O homem A, impactado pela delírio demencial do homem B que acabara de ouvir, diminui o passo, e quase se afunda no asfalto. O homem B, não, vai em frente. Mas, de repente, estaca, se volta para o homem A, e urra, em altíssimos decibéis: - Anda mais rápido, porra. Depois que você ficou velho está ficando lerdo, é?
Ouço a conversa apenas até esse momento. Temo que possa fazer alguma merda. Dou meia volta. Mudo completamente o foco. Concentro-me no som dos pássaros e do mar que bate ali perto. Extasio-me com as maritacas que maritacam ao meu redor – e volto a imergir no clima à Disney-Tom-Vinícius de antes de sintonizar aquela cena constrangedora.
Novamente flano sobre o Aterro do Flamengo ao som de Tom & Vinicius, mas não posso deixar de lembrar que, tal e qual o homem A, eu tivera, e tenho, amigos soropositivos, alguns mortos antes que os remédios que lhes poderiam salvar a vida surgissem; outros, thanks god, estão vivos e fortes, lépidos e fagueiros, vivendo vidas às vezes alegres, às vezes tristes, tal e qual qualquer um de nós, pagando pra ver, indo à luta, valentemente, sem pejo, sem rancores, sem ressentimentos, sem exasperações.

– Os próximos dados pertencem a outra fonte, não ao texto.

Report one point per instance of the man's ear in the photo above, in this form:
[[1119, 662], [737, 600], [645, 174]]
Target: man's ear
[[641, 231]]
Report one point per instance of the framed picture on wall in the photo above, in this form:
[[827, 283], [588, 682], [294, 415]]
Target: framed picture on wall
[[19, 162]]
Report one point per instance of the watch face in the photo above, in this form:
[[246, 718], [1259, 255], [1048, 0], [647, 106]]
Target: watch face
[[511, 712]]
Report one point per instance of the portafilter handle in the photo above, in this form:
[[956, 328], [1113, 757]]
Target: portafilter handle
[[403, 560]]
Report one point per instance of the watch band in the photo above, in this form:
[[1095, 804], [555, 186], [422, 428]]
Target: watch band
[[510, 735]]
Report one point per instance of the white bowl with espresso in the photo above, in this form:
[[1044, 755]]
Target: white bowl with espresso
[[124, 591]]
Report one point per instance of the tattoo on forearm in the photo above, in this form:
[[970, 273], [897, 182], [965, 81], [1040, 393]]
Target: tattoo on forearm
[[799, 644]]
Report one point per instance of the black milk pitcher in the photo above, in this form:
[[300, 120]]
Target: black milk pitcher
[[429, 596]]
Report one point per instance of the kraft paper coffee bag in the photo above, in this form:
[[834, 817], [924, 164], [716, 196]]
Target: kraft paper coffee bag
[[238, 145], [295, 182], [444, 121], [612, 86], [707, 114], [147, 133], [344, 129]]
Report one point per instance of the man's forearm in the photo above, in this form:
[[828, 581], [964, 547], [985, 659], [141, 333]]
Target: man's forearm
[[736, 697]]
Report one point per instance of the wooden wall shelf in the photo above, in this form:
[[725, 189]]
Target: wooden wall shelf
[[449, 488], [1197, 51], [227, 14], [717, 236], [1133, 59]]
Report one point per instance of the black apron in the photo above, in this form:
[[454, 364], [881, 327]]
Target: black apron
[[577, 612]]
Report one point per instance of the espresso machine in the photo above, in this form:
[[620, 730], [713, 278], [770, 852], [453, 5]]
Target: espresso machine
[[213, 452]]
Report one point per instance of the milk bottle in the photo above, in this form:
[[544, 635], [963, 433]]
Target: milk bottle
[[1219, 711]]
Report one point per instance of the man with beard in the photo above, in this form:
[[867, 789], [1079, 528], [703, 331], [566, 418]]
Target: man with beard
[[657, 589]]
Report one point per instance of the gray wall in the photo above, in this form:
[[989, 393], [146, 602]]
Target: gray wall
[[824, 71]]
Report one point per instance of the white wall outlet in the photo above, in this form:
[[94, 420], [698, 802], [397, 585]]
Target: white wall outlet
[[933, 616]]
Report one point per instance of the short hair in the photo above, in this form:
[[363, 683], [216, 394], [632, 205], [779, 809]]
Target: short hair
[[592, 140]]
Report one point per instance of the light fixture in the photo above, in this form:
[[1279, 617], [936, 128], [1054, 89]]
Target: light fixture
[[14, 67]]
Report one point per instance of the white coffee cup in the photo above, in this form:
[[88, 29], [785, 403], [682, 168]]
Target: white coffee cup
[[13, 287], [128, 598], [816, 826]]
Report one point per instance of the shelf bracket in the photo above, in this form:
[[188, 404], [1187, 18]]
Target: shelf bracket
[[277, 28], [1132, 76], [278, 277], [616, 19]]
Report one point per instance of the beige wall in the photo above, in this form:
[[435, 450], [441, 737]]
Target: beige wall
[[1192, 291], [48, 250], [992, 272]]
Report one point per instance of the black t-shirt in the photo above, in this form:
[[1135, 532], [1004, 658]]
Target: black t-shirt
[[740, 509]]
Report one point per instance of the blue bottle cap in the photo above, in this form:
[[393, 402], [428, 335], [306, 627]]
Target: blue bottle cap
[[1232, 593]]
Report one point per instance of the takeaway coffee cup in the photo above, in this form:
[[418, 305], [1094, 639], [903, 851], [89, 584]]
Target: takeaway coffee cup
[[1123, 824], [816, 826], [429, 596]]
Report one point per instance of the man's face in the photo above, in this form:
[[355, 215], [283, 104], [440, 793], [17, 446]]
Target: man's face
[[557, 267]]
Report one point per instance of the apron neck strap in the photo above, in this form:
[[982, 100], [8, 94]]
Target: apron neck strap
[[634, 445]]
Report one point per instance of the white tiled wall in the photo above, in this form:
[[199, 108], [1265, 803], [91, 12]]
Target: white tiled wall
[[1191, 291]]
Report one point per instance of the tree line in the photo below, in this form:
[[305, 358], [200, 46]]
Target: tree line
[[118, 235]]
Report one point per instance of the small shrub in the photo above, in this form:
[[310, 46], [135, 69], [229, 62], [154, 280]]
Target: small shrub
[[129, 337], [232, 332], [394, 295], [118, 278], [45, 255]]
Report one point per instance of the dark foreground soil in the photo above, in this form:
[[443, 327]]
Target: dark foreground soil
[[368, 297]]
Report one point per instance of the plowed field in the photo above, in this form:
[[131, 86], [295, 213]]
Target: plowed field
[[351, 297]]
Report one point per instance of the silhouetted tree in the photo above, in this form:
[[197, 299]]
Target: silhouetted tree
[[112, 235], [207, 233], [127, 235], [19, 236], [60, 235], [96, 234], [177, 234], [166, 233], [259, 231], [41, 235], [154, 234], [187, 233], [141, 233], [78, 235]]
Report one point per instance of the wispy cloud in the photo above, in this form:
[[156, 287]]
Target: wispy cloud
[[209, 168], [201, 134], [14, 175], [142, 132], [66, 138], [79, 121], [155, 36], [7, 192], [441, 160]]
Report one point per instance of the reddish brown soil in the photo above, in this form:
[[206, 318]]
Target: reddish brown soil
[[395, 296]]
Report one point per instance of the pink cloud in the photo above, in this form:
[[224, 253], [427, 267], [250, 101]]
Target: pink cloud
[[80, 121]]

Lembro então de J.H., querido e amado amigo de infância e adolescência em Jequié-Bahia que perdi de vista por muito tempo, e só o reencontrei, coisas da vida, já abatido e esquálido, num ônibus cheio que subia a Avenida Angélica, em São Paulo, no final dos anos 1980. Só nos vimos, quando ele já estava quase descendo em ponto próximo à Praça Buenos Aires. Olhou-me. Olhei-o. Reconhecemo-nos imediatamente. Abraçamo-nos. Ele me disse: - Não estou bem. Mas não foi à toa eu ter te encontrado por acaso no meio do nada dentro de um ônibus nesta cidade gigantesca que é São Paulo.
Separamo-nos. Reparei que J.H. andava com dificuldade e tinha grandes manchas vermelhas nos braços. Foi a última vez que o vi.
Lembro também, e lembro com alegria, de H. e N.: ambos soropositivos, ambos vivos, ambos fortes, ambos operantes, ambos de bem com a vida, sem raivas, sem ressentimentos, sem exasperações.
H.. trocou o Posto 6 por Búzios; é bonito para caralho; bem casado; sempre animadíssimo; apaixonado pelo Flamengo; doido por carnaval; apaixonado pela vida.        
N. trocou São Paulo por Porto Alegre; é o cara mais zen que conheço; sempre de bem com a vida, inda que a vida lhe seja eventualmente caprichosa; apaixonado pelo Internacional; não se queixa de nada; conforta a quem se desespera; namora; viaja; adora o Rio de Janeiro; e agora em outubro bate asas para Paris, onde fica até o dinheiro acabar.
H. e N. estão certíssimos: a vida não é boa; a vida não é má; a vida é; ponto; e estamos conversados.
(Bem, quanto ao homem B, o que, talvez num momento de raiva, se vangloriou de nunca ter tido amigos que morreram de Aids, ou amigos que sejam soropositivos, não lhe sinto raiva nenhuma. Reservo-lhe o mais nobre dos sentimentos humanos: a compaixão).
(E o melhor de tudo: setembro chegou; e, bênção dos céus, na programação aleatória do canal Sky de jazz clássico Chet Baker começa a tocar e cantar You´re Driving me Crazy. Acho que vou chorar).